On View Creative Growth Art Center July 10 - August 15, 2014 Group Show

What does it mean to “author” a work? And how does an artist’s creative practice both engage with and react against the work of others?  The 40th anniversary exhibition at Creative Growth Art Center in Oakland, Creative Growth vs Anne Collier / Trisha Donnelly / Chris Johanson / Nate Lowman / Laura Owens, raises these questions through work that investigates—and confounds—assumed limits of collaborative practice and authorship.

Since its inception, Creative Growth has provided a space for artists with developmental, mental, and physical disabilities to produce new work through open access to materials and instruction. The oldest and largest art center of its kind in the United States, its program inspired similar centers for artists with disabilities both domestically and abroad.

For its 40th anniversary, Creative Growth invited White Columns director Matthew Higgs, a longtime supporter, to curate an exhibition of work produced on site in conjunction with five artists based in New York. The concept was straightforward: Higgs commissioned each artist to produce a black-and-white image, which was then screen-printed in an edition of fifty. Next, these prints were presented to the artists at Creative Growth. The artists were instructed to select a print and were given no formal directives other than to respond to the image on the paper. The unframed hand-worked prints were hung with binder clips and nails in a grid against two walls, with no identifying labels.

Higgs described the final works as “collisions,” and in viewing the pieces at once, the metaphor is apt. Without the familiar cues (placards, text) to guide the eye, the sharp juxtapositions between prints of colors, shapes, and hues create a field of constant visual rupture. That sensorial assault effectively explains the exhibition’s title, the preposition “versus” indicating a violent contrast, even resistance, between two opposing forces.

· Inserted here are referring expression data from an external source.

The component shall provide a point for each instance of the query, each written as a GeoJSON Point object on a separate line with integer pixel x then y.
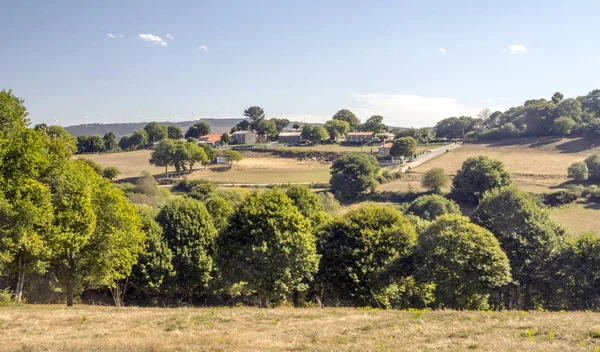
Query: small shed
{"type": "Point", "coordinates": [290, 137]}
{"type": "Point", "coordinates": [360, 137]}
{"type": "Point", "coordinates": [212, 139]}
{"type": "Point", "coordinates": [243, 137]}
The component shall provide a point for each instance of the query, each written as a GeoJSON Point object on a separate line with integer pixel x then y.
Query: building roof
{"type": "Point", "coordinates": [210, 138]}
{"type": "Point", "coordinates": [365, 134]}
{"type": "Point", "coordinates": [290, 134]}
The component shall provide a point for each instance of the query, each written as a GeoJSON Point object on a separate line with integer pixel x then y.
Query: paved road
{"type": "Point", "coordinates": [426, 157]}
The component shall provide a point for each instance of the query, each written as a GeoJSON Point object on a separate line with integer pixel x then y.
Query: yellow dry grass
{"type": "Point", "coordinates": [535, 165]}
{"type": "Point", "coordinates": [89, 328]}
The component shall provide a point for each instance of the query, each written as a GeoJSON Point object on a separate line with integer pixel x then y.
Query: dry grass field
{"type": "Point", "coordinates": [535, 165]}
{"type": "Point", "coordinates": [93, 328]}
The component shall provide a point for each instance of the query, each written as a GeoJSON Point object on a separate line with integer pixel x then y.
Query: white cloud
{"type": "Point", "coordinates": [516, 49]}
{"type": "Point", "coordinates": [153, 39]}
{"type": "Point", "coordinates": [406, 110]}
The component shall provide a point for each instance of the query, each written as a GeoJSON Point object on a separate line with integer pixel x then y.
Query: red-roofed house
{"type": "Point", "coordinates": [360, 137]}
{"type": "Point", "coordinates": [384, 150]}
{"type": "Point", "coordinates": [212, 139]}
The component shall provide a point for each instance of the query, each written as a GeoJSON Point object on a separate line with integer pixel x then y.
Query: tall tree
{"type": "Point", "coordinates": [348, 116]}
{"type": "Point", "coordinates": [197, 130]}
{"type": "Point", "coordinates": [352, 174]}
{"type": "Point", "coordinates": [337, 129]}
{"type": "Point", "coordinates": [256, 114]}
{"type": "Point", "coordinates": [174, 132]}
{"type": "Point", "coordinates": [268, 244]}
{"type": "Point", "coordinates": [189, 231]}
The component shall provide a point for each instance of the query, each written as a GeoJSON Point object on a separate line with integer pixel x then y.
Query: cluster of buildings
{"type": "Point", "coordinates": [293, 138]}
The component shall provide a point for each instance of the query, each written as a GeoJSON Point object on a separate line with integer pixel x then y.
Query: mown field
{"type": "Point", "coordinates": [94, 328]}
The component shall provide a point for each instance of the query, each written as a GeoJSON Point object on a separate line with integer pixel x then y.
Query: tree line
{"type": "Point", "coordinates": [557, 116]}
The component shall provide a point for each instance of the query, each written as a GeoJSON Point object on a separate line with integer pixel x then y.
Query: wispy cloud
{"type": "Point", "coordinates": [153, 39]}
{"type": "Point", "coordinates": [405, 110]}
{"type": "Point", "coordinates": [516, 49]}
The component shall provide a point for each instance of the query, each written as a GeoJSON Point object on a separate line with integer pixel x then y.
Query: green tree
{"type": "Point", "coordinates": [197, 130]}
{"type": "Point", "coordinates": [562, 126]}
{"type": "Point", "coordinates": [432, 206]}
{"type": "Point", "coordinates": [337, 129]}
{"type": "Point", "coordinates": [576, 273]}
{"type": "Point", "coordinates": [256, 114]}
{"type": "Point", "coordinates": [96, 234]}
{"type": "Point", "coordinates": [154, 265]}
{"type": "Point", "coordinates": [374, 124]}
{"type": "Point", "coordinates": [348, 116]}
{"type": "Point", "coordinates": [232, 156]}
{"type": "Point", "coordinates": [463, 260]}
{"type": "Point", "coordinates": [267, 128]}
{"type": "Point", "coordinates": [110, 142]}
{"type": "Point", "coordinates": [479, 175]}
{"type": "Point", "coordinates": [196, 154]}
{"type": "Point", "coordinates": [578, 171]}
{"type": "Point", "coordinates": [162, 155]}
{"type": "Point", "coordinates": [405, 146]}
{"type": "Point", "coordinates": [174, 132]}
{"type": "Point", "coordinates": [189, 232]}
{"type": "Point", "coordinates": [220, 210]}
{"type": "Point", "coordinates": [528, 235]}
{"type": "Point", "coordinates": [138, 140]}
{"type": "Point", "coordinates": [110, 173]}
{"type": "Point", "coordinates": [593, 164]}
{"type": "Point", "coordinates": [352, 174]}
{"type": "Point", "coordinates": [156, 132]}
{"type": "Point", "coordinates": [435, 179]}
{"type": "Point", "coordinates": [268, 244]}
{"type": "Point", "coordinates": [360, 250]}
{"type": "Point", "coordinates": [225, 138]}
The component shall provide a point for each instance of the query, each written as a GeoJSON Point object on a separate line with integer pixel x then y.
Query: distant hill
{"type": "Point", "coordinates": [124, 129]}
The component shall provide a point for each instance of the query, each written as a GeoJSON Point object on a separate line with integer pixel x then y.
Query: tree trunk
{"type": "Point", "coordinates": [20, 279]}
{"type": "Point", "coordinates": [69, 294]}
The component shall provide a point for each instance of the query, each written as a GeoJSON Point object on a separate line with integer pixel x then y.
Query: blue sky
{"type": "Point", "coordinates": [295, 59]}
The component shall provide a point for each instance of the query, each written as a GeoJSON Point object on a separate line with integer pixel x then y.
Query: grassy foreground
{"type": "Point", "coordinates": [93, 328]}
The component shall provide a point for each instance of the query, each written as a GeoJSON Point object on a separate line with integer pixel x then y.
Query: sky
{"type": "Point", "coordinates": [414, 62]}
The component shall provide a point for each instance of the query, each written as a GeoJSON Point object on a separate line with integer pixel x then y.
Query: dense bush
{"type": "Point", "coordinates": [559, 198]}
{"type": "Point", "coordinates": [463, 260]}
{"type": "Point", "coordinates": [431, 206]}
{"type": "Point", "coordinates": [352, 174]}
{"type": "Point", "coordinates": [578, 171]}
{"type": "Point", "coordinates": [479, 175]}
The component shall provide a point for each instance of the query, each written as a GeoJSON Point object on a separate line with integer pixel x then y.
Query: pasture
{"type": "Point", "coordinates": [94, 328]}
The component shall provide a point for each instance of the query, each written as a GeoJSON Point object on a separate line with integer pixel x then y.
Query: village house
{"type": "Point", "coordinates": [360, 137]}
{"type": "Point", "coordinates": [290, 137]}
{"type": "Point", "coordinates": [384, 150]}
{"type": "Point", "coordinates": [243, 137]}
{"type": "Point", "coordinates": [212, 139]}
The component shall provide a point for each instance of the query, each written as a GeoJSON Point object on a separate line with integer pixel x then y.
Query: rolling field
{"type": "Point", "coordinates": [535, 165]}
{"type": "Point", "coordinates": [94, 328]}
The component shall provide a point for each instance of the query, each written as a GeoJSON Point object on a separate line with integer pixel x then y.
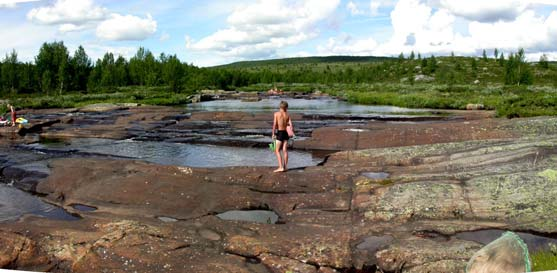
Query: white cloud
{"type": "Point", "coordinates": [259, 30]}
{"type": "Point", "coordinates": [485, 11]}
{"type": "Point", "coordinates": [375, 5]}
{"type": "Point", "coordinates": [351, 6]}
{"type": "Point", "coordinates": [126, 27]}
{"type": "Point", "coordinates": [13, 3]}
{"type": "Point", "coordinates": [426, 27]}
{"type": "Point", "coordinates": [74, 12]}
{"type": "Point", "coordinates": [164, 37]}
{"type": "Point", "coordinates": [347, 45]}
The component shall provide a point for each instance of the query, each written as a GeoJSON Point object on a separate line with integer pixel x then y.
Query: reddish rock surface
{"type": "Point", "coordinates": [339, 217]}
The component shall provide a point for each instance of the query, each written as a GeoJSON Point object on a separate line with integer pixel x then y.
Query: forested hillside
{"type": "Point", "coordinates": [502, 81]}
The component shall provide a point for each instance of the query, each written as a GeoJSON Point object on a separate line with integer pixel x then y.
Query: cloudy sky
{"type": "Point", "coordinates": [210, 32]}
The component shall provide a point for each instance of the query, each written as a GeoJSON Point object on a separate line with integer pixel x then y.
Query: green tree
{"type": "Point", "coordinates": [52, 61]}
{"type": "Point", "coordinates": [137, 67]}
{"type": "Point", "coordinates": [432, 64]}
{"type": "Point", "coordinates": [544, 62]}
{"type": "Point", "coordinates": [10, 72]}
{"type": "Point", "coordinates": [81, 67]}
{"type": "Point", "coordinates": [517, 71]}
{"type": "Point", "coordinates": [173, 73]}
{"type": "Point", "coordinates": [121, 74]}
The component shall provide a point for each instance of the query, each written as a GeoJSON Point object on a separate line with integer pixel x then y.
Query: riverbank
{"type": "Point", "coordinates": [394, 193]}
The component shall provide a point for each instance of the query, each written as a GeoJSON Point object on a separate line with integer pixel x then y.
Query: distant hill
{"type": "Point", "coordinates": [306, 60]}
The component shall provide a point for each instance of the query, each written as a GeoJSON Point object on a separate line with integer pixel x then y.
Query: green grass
{"type": "Point", "coordinates": [141, 95]}
{"type": "Point", "coordinates": [544, 261]}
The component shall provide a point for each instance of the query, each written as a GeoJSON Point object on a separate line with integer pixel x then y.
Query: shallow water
{"type": "Point", "coordinates": [183, 154]}
{"type": "Point", "coordinates": [315, 106]}
{"type": "Point", "coordinates": [258, 216]}
{"type": "Point", "coordinates": [14, 203]}
{"type": "Point", "coordinates": [534, 242]}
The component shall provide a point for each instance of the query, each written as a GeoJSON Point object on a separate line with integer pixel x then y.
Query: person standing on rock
{"type": "Point", "coordinates": [12, 114]}
{"type": "Point", "coordinates": [281, 122]}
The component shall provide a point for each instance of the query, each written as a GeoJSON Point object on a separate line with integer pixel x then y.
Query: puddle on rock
{"type": "Point", "coordinates": [15, 203]}
{"type": "Point", "coordinates": [180, 154]}
{"type": "Point", "coordinates": [534, 242]}
{"type": "Point", "coordinates": [375, 243]}
{"type": "Point", "coordinates": [258, 216]}
{"type": "Point", "coordinates": [377, 176]}
{"type": "Point", "coordinates": [84, 208]}
{"type": "Point", "coordinates": [167, 219]}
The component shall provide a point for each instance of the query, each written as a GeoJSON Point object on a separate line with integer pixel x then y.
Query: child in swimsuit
{"type": "Point", "coordinates": [282, 120]}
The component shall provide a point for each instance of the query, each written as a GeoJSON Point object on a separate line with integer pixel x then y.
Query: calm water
{"type": "Point", "coordinates": [183, 154]}
{"type": "Point", "coordinates": [15, 203]}
{"type": "Point", "coordinates": [315, 106]}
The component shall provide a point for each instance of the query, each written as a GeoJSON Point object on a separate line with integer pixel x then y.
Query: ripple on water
{"type": "Point", "coordinates": [183, 154]}
{"type": "Point", "coordinates": [534, 242]}
{"type": "Point", "coordinates": [15, 203]}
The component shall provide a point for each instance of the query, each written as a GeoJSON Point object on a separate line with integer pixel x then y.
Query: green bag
{"type": "Point", "coordinates": [507, 254]}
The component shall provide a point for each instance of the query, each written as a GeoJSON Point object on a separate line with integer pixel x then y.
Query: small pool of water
{"type": "Point", "coordinates": [314, 106]}
{"type": "Point", "coordinates": [15, 203]}
{"type": "Point", "coordinates": [83, 208]}
{"type": "Point", "coordinates": [258, 216]}
{"type": "Point", "coordinates": [183, 154]}
{"type": "Point", "coordinates": [377, 176]}
{"type": "Point", "coordinates": [534, 242]}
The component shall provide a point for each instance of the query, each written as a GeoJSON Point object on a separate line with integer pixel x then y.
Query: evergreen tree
{"type": "Point", "coordinates": [81, 67]}
{"type": "Point", "coordinates": [10, 72]}
{"type": "Point", "coordinates": [517, 71]}
{"type": "Point", "coordinates": [173, 73]}
{"type": "Point", "coordinates": [52, 62]}
{"type": "Point", "coordinates": [543, 63]}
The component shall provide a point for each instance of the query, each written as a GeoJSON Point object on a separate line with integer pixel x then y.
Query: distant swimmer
{"type": "Point", "coordinates": [282, 124]}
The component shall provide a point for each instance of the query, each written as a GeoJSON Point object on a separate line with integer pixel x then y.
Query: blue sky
{"type": "Point", "coordinates": [215, 32]}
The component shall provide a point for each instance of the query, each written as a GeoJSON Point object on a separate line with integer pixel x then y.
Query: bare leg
{"type": "Point", "coordinates": [285, 152]}
{"type": "Point", "coordinates": [279, 158]}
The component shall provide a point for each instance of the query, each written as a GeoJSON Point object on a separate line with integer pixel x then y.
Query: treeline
{"type": "Point", "coordinates": [56, 71]}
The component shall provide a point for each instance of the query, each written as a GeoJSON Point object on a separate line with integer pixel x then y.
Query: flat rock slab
{"type": "Point", "coordinates": [162, 218]}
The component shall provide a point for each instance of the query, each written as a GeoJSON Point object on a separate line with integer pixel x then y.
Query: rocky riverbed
{"type": "Point", "coordinates": [391, 194]}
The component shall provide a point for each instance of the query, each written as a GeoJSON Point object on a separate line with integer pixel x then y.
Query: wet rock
{"type": "Point", "coordinates": [415, 255]}
{"type": "Point", "coordinates": [20, 252]}
{"type": "Point", "coordinates": [277, 264]}
{"type": "Point", "coordinates": [209, 235]}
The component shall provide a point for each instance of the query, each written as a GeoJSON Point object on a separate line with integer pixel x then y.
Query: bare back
{"type": "Point", "coordinates": [282, 119]}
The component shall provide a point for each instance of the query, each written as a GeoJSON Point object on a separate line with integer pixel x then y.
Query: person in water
{"type": "Point", "coordinates": [280, 123]}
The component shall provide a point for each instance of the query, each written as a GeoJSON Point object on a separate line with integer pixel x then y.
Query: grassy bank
{"type": "Point", "coordinates": [508, 101]}
{"type": "Point", "coordinates": [142, 95]}
{"type": "Point", "coordinates": [544, 261]}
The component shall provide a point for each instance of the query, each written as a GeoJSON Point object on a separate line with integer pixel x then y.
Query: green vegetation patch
{"type": "Point", "coordinates": [550, 174]}
{"type": "Point", "coordinates": [544, 261]}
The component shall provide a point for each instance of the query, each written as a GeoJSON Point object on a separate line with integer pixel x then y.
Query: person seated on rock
{"type": "Point", "coordinates": [281, 121]}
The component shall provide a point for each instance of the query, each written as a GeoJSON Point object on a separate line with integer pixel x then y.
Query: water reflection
{"type": "Point", "coordinates": [315, 106]}
{"type": "Point", "coordinates": [14, 203]}
{"type": "Point", "coordinates": [183, 154]}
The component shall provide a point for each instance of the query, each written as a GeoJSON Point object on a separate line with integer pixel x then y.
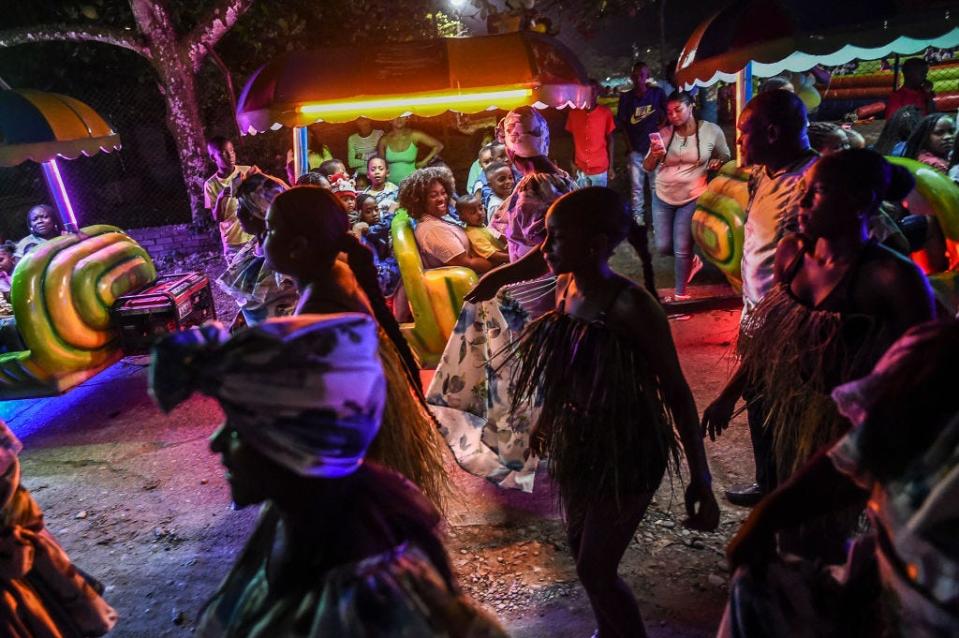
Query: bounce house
{"type": "Point", "coordinates": [718, 221]}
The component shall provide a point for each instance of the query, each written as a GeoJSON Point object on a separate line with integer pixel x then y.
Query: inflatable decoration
{"type": "Point", "coordinates": [938, 196]}
{"type": "Point", "coordinates": [435, 295]}
{"type": "Point", "coordinates": [61, 294]}
{"type": "Point", "coordinates": [718, 220]}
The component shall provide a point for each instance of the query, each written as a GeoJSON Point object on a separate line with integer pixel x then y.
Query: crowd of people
{"type": "Point", "coordinates": [842, 365]}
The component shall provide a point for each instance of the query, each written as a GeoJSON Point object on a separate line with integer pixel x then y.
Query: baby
{"type": "Point", "coordinates": [369, 214]}
{"type": "Point", "coordinates": [482, 241]}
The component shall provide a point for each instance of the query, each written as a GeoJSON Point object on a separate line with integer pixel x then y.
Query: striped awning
{"type": "Point", "coordinates": [427, 78]}
{"type": "Point", "coordinates": [40, 126]}
{"type": "Point", "coordinates": [796, 35]}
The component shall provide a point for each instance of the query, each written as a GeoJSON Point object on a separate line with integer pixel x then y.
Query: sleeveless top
{"type": "Point", "coordinates": [401, 163]}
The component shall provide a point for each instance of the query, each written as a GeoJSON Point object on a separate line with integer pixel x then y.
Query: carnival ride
{"type": "Point", "coordinates": [766, 38]}
{"type": "Point", "coordinates": [63, 291]}
{"type": "Point", "coordinates": [425, 78]}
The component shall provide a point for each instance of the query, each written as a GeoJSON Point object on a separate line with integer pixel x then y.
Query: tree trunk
{"type": "Point", "coordinates": [176, 79]}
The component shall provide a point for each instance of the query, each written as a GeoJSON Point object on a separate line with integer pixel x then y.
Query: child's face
{"type": "Point", "coordinates": [370, 213]}
{"type": "Point", "coordinates": [485, 158]}
{"type": "Point", "coordinates": [472, 214]}
{"type": "Point", "coordinates": [377, 172]}
{"type": "Point", "coordinates": [42, 223]}
{"type": "Point", "coordinates": [501, 182]}
{"type": "Point", "coordinates": [223, 156]}
{"type": "Point", "coordinates": [437, 200]}
{"type": "Point", "coordinates": [6, 261]}
{"type": "Point", "coordinates": [349, 201]}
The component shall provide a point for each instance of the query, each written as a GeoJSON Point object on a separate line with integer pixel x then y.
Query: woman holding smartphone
{"type": "Point", "coordinates": [681, 153]}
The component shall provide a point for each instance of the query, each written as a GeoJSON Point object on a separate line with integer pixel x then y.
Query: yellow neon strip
{"type": "Point", "coordinates": [411, 101]}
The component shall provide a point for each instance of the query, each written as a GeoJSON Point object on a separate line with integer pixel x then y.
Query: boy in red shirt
{"type": "Point", "coordinates": [592, 131]}
{"type": "Point", "coordinates": [914, 90]}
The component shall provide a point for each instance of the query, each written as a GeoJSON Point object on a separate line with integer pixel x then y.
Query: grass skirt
{"type": "Point", "coordinates": [794, 356]}
{"type": "Point", "coordinates": [409, 441]}
{"type": "Point", "coordinates": [609, 433]}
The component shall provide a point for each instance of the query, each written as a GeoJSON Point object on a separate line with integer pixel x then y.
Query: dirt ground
{"type": "Point", "coordinates": [138, 500]}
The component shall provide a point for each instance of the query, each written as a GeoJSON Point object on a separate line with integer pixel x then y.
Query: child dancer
{"type": "Point", "coordinates": [610, 396]}
{"type": "Point", "coordinates": [307, 230]}
{"type": "Point", "coordinates": [41, 592]}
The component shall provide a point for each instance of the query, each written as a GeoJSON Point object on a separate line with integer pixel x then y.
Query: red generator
{"type": "Point", "coordinates": [170, 304]}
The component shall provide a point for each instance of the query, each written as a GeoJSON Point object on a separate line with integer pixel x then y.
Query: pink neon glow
{"type": "Point", "coordinates": [60, 196]}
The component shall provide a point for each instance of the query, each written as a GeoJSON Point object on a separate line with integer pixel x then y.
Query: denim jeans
{"type": "Point", "coordinates": [672, 225]}
{"type": "Point", "coordinates": [584, 180]}
{"type": "Point", "coordinates": [638, 178]}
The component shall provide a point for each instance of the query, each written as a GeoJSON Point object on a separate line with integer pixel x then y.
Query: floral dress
{"type": "Point", "coordinates": [470, 394]}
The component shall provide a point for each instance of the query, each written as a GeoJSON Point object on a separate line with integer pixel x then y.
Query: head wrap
{"type": "Point", "coordinates": [307, 391]}
{"type": "Point", "coordinates": [525, 132]}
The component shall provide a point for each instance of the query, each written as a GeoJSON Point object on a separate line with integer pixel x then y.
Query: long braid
{"type": "Point", "coordinates": [360, 259]}
{"type": "Point", "coordinates": [638, 238]}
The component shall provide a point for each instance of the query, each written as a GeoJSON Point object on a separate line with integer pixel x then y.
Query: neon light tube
{"type": "Point", "coordinates": [451, 99]}
{"type": "Point", "coordinates": [59, 193]}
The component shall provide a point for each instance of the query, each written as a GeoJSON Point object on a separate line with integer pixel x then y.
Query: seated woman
{"type": "Point", "coordinates": [932, 141]}
{"type": "Point", "coordinates": [902, 453]}
{"type": "Point", "coordinates": [41, 592]}
{"type": "Point", "coordinates": [426, 196]}
{"type": "Point", "coordinates": [260, 291]}
{"type": "Point", "coordinates": [44, 225]}
{"type": "Point", "coordinates": [400, 147]}
{"type": "Point", "coordinates": [343, 547]}
{"type": "Point", "coordinates": [896, 131]}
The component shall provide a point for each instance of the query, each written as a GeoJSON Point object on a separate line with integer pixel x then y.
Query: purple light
{"type": "Point", "coordinates": [59, 193]}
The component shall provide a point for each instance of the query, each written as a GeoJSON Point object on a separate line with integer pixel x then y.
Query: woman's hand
{"type": "Point", "coordinates": [717, 415]}
{"type": "Point", "coordinates": [702, 511]}
{"type": "Point", "coordinates": [656, 149]}
{"type": "Point", "coordinates": [484, 290]}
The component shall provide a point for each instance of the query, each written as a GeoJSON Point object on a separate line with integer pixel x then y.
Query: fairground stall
{"type": "Point", "coordinates": [427, 79]}
{"type": "Point", "coordinates": [765, 38]}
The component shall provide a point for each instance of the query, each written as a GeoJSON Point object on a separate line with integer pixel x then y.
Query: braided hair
{"type": "Point", "coordinates": [318, 215]}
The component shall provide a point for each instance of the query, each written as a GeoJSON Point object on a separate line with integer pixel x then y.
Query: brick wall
{"type": "Point", "coordinates": [176, 240]}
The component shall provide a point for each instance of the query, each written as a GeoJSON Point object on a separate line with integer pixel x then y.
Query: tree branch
{"type": "Point", "coordinates": [230, 88]}
{"type": "Point", "coordinates": [74, 33]}
{"type": "Point", "coordinates": [212, 27]}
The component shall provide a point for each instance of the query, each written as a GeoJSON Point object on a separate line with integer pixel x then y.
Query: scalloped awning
{"type": "Point", "coordinates": [796, 35]}
{"type": "Point", "coordinates": [427, 78]}
{"type": "Point", "coordinates": [40, 126]}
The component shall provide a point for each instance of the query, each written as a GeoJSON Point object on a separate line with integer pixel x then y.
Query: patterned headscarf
{"type": "Point", "coordinates": [525, 132]}
{"type": "Point", "coordinates": [308, 391]}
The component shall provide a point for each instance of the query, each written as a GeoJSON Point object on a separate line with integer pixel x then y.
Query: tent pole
{"type": "Point", "coordinates": [744, 93]}
{"type": "Point", "coordinates": [301, 150]}
{"type": "Point", "coordinates": [51, 173]}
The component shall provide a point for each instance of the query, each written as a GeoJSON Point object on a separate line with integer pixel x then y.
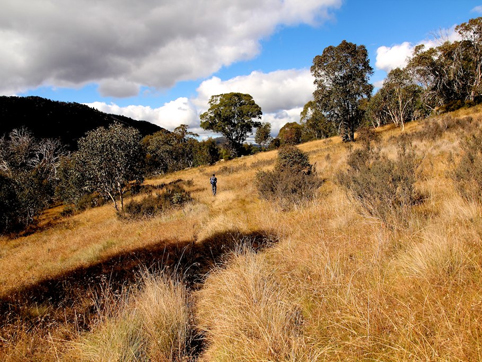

Each print becomes, in effect, a test case in the limits and/or possibilities of collaborative image making. A few of the artists reject outright the base image: John Mullins, for example, all but ignores Trisha Donnelly’s black-and-white photo print of a clouded sky, covering it with his own full-color painting of a bridge during rush-hour traffic. By contrast, Cedric Johnson’s over-paint of swatches of green and red between the arcs of Nate Lowman’s bull’s eye (a sly reference to his own “bullet hole” installations) plays on Lowman’s use of line and numerology, the layers of abstract color fields covered with handwritten equations that engage with the original’s use of numbers while still preserving its integrity.

In eschewing conventional notions of collaboration, these works raise questions about genealogies of making and the ways in which practitioners both consciously and unconsciously engage with the work of other practitioners. The horizontality of authorship here, however, owes less to appropriation and more to mash-up cultures in music. In the end, the presumed boundaries between one practitioner and another—as well as the presumed boundaries between the “disabled” and “able-bodied”—become blurred. The sum of the collision is greater than its parts.

Cedric Johnson + Nate Lowman. Untitled, 2014; mixed media on screen print; unique, 20 x 24 in. Courtesy of Creative Growth Art Center, Oakland.